Le règlement européen (CE) n°1107/2006 du Parlement et du Conseil impose depuis 2008 que les personnes à mobilité réduite bénéficient d’un droit d’assistance dans les aéroports et à bord des avions sans majoration du prix de leur billet d’avion.

L’objet de l’étude est de dresser un bilan de l’application de ce règlement sur les aéroports français, de voir si ce règlement est correctement appliqué et d’analyser le coût de ce service et sa facturation par les exploitants d’aérodrome en France et en Europe et enfin de recommander des bonnes pratiques aux aéroports et aux compagnies aériennes pour en maîtriser les coûts.

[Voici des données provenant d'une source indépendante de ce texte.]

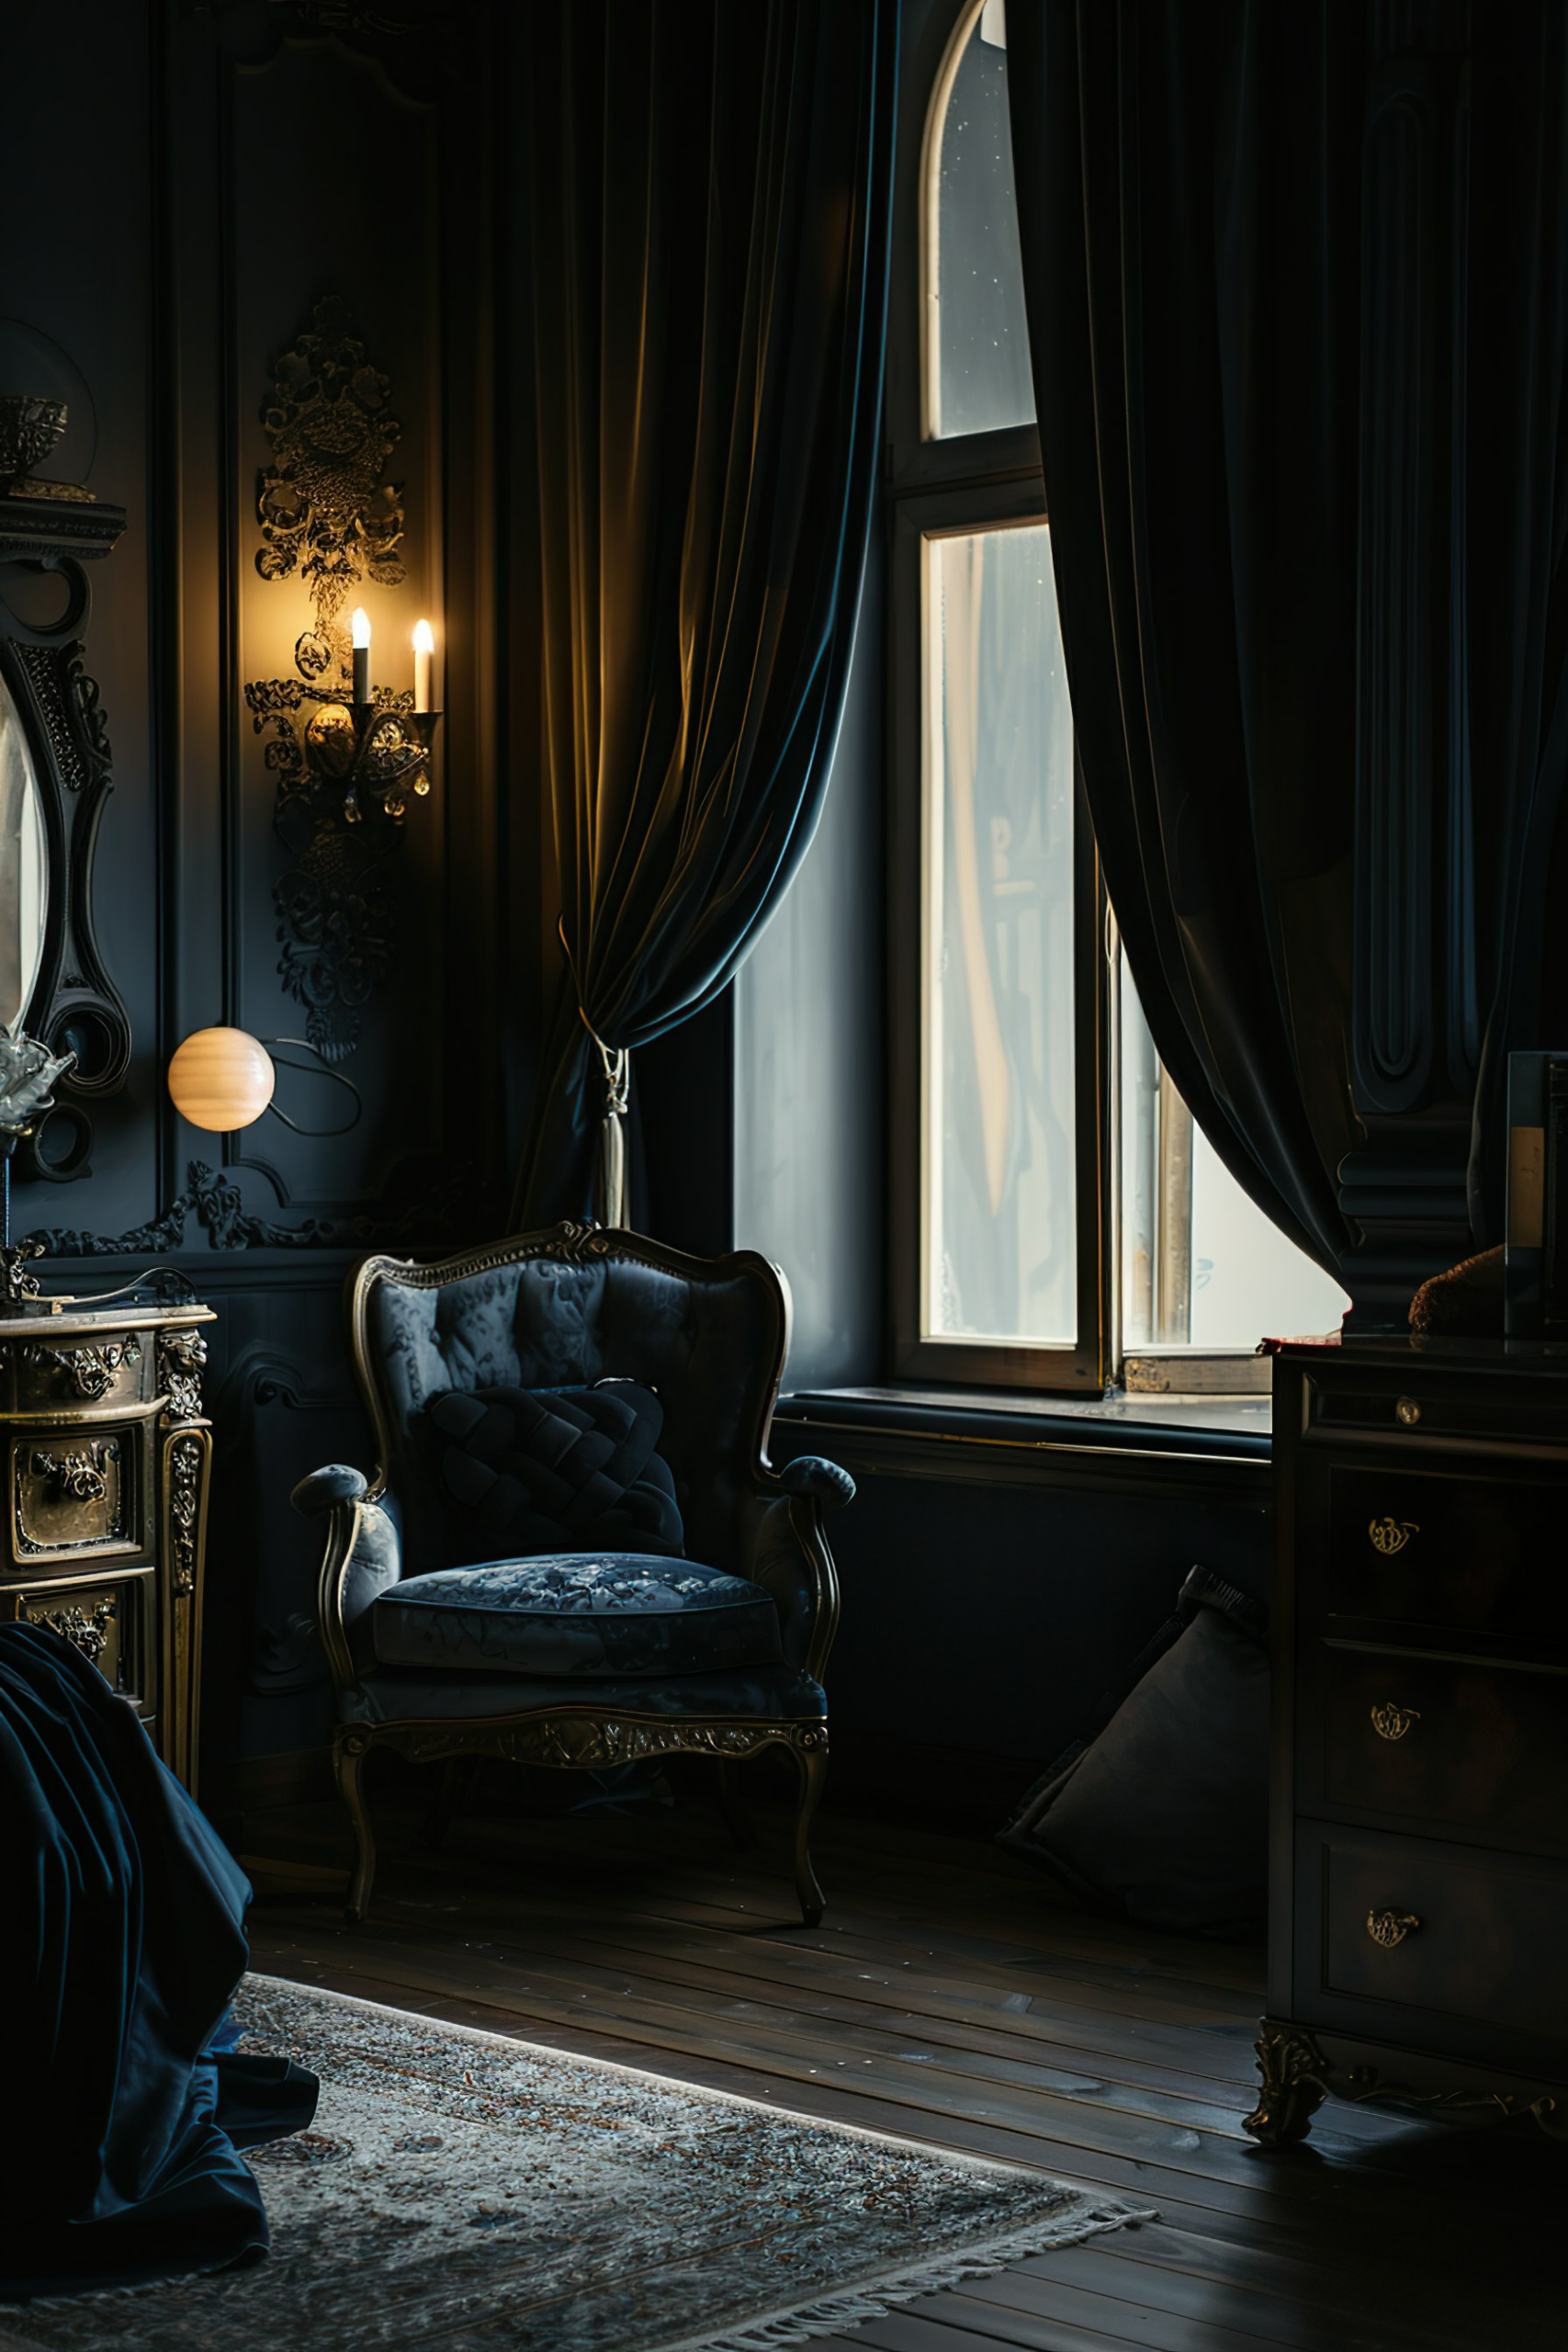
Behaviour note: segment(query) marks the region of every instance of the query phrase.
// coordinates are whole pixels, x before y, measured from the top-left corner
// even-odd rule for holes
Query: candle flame
[[[363,652],[370,642],[370,616],[363,605],[355,605],[351,626],[354,630],[355,650]]]
[[[415,621],[413,625],[413,650],[416,653],[434,652],[435,632],[431,628],[428,621]]]

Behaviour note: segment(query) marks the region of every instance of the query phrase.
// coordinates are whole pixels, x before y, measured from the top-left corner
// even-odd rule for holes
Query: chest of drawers
[[[1325,2096],[1568,2116],[1568,1349],[1274,1363],[1269,2007]]]
[[[0,1622],[52,1626],[196,1786],[210,1307],[0,1322]]]

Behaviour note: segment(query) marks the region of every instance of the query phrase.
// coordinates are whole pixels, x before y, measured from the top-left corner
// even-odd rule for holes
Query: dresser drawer
[[[1309,1623],[1568,1641],[1568,1485],[1336,1465],[1303,1487]]]
[[[73,1583],[64,1591],[56,1586],[8,1594],[6,1604],[28,1624],[47,1625],[72,1643],[145,1714],[155,1695],[152,1600],[152,1571],[141,1570],[113,1582]]]
[[[1303,1435],[1314,1449],[1334,1439],[1382,1440],[1416,1453],[1445,1441],[1559,1451],[1568,1443],[1568,1393],[1522,1377],[1477,1382],[1417,1362],[1396,1379],[1338,1372],[1303,1388]]]
[[[1304,1811],[1568,1852],[1568,1677],[1319,1644],[1302,1661]]]
[[[1568,2055],[1568,1868],[1303,1821],[1294,2014],[1456,2056]]]
[[[144,1405],[157,1394],[156,1339],[152,1331],[114,1331],[17,1340],[7,1351],[11,1408],[65,1415]]]
[[[146,1548],[146,1424],[78,1424],[11,1440],[11,1574]]]

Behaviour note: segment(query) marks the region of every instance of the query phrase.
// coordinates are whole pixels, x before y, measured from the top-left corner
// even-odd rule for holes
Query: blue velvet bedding
[[[312,2075],[222,2046],[250,1889],[68,1642],[0,1625],[0,2301],[260,2259],[240,2150]]]

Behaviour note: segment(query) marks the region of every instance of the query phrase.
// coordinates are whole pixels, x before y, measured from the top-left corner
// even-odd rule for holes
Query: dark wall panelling
[[[152,233],[148,123],[152,61],[144,11],[103,6],[93,18],[91,72],[75,10],[0,9],[0,88],[7,109],[0,185],[6,207],[0,276],[0,373],[31,375],[8,390],[56,391],[70,418],[62,463],[46,471],[123,505],[112,556],[93,566],[86,668],[97,681],[114,752],[96,891],[98,944],[126,1000],[134,1035],[153,1009],[157,839],[151,752],[149,526],[143,498],[149,422],[147,254]],[[37,93],[25,102],[26,93]],[[66,95],[69,93],[69,100]],[[73,129],[69,162],[62,109]],[[39,583],[40,588],[47,583]],[[145,1080],[92,1106],[92,1167],[130,1189],[145,1150]],[[56,1188],[29,1188],[50,1200]],[[28,1201],[23,1200],[24,1219]]]
[[[205,1384],[216,1442],[202,1797],[225,1823],[244,1758],[324,1748],[331,1730],[315,1637],[319,1545],[288,1497],[321,1462],[373,1458],[344,1339],[353,1262],[349,1251],[234,1252],[201,1270],[219,1318]]]
[[[220,1816],[245,1758],[309,1750],[327,1727],[317,1545],[288,1494],[321,1461],[370,1461],[344,1274],[367,1246],[491,1228],[501,1123],[518,1116],[499,1077],[536,1026],[537,861],[512,855],[501,790],[497,23],[491,0],[0,17],[0,77],[69,88],[75,126],[62,173],[57,110],[15,109],[0,311],[79,371],[96,446],[75,478],[128,515],[96,567],[87,666],[114,780],[97,927],[131,1058],[95,1106],[90,1175],[20,1183],[16,1223],[56,1237],[51,1288],[107,1288],[158,1256],[218,1308],[204,1794]],[[360,1124],[332,1140],[270,1118],[206,1136],[164,1087],[180,1038],[214,1022],[306,1034],[277,968],[289,852],[244,688],[298,676],[312,616],[297,571],[257,572],[257,481],[275,363],[334,293],[390,381],[386,480],[406,514],[406,580],[355,585],[345,612],[370,612],[375,674],[393,687],[412,684],[414,620],[434,624],[435,788],[389,845],[389,953],[342,1065]],[[279,1100],[324,1126],[347,1098],[284,1073]]]
[[[1480,1049],[1465,612],[1469,40],[1369,11],[1351,1091],[1359,1310],[1403,1321],[1467,1254]]]
[[[935,1440],[793,1408],[770,1451],[827,1454],[857,1481],[828,1529],[835,1783],[902,1810],[998,1827],[1195,1563],[1267,1597],[1261,1458]]]
[[[80,371],[79,407],[90,394],[96,412],[86,479],[129,518],[96,568],[87,666],[115,786],[97,924],[131,1060],[95,1108],[91,1175],[20,1186],[17,1224],[71,1245],[56,1287],[107,1287],[159,1256],[218,1310],[203,1790],[225,1820],[243,1786],[295,1785],[289,1759],[319,1753],[326,1731],[317,1545],[288,1493],[320,1462],[369,1464],[344,1275],[381,1241],[414,1250],[497,1228],[557,968],[538,789],[526,159],[496,136],[499,93],[527,70],[527,11],[487,0],[0,11],[0,81],[69,89],[72,118],[62,170],[58,108],[11,110],[0,309]],[[256,483],[273,458],[262,409],[274,363],[333,293],[390,380],[400,432],[387,479],[406,511],[407,580],[347,601],[370,610],[390,684],[411,682],[408,631],[428,613],[446,717],[435,790],[389,860],[388,968],[343,1064],[365,1093],[362,1124],[327,1141],[267,1120],[225,1140],[183,1125],[164,1073],[179,1039],[215,1021],[304,1034],[276,969],[288,852],[244,687],[295,673],[311,615],[298,575],[256,571]],[[820,1059],[803,1037],[793,1061],[763,1069],[760,998],[748,1013],[768,1230],[729,1182],[731,1003],[639,1057],[653,1227],[718,1248],[739,1219],[803,1295],[815,1283],[797,1382],[878,1369],[880,946],[874,924],[846,934],[844,918],[880,855],[879,639],[874,579],[870,666],[857,667],[818,864],[745,984],[793,987],[814,908],[834,931],[818,1001],[836,997],[837,1019]],[[331,1090],[284,1082],[306,1124],[335,1115]],[[1262,1575],[1257,1465],[1107,1468],[781,1424],[779,1458],[816,1450],[862,1481],[833,1526],[840,1789],[891,1789],[917,1810],[967,1804],[987,1826],[1164,1616],[1191,1561]],[[966,1784],[959,1758],[975,1767]]]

Cette étude s’inscrit dans le programme de travail 2016-2017 du Conseil général de l’environnement et du développement durable (CGEDD), auquel la section mobilitéstransports participe au travers de plusieurs axes stratégiques. L’étude entre dans le thème de la régulation économique et écologique du transport aérien et fait partie des tâches retenues en auto-saisine. Elle contribue, en outre, à éclairer l’Autorité de supervision indépendante (ASI), placée auprès du CGEDD, dans son travail d’homologation des redevances aéroportuaires.

Pour réaliser cette étude, la mission a envoyé des questionnaires aux 15 principaux aéroports français et a exploité les réponses reçues de 14 de ces aéroports, représentant 92 % du trafic passagers. Elle a également transmis un questionnaire aux 9 compagnies aériennes principales desservant la France et a obtenu une réponse de 4 compagnies aériennes (Air France, Lufthansa, easyJet et Hop), soit une photographie représentant 43 % du trafic passagers.

Elle a rencontré ou s’est entretenue avec les services de la DGAC, de la Commission européenne, de l’ACI Europe, de l’UAF, de certaines compagnies aériennes et de certains aéroports.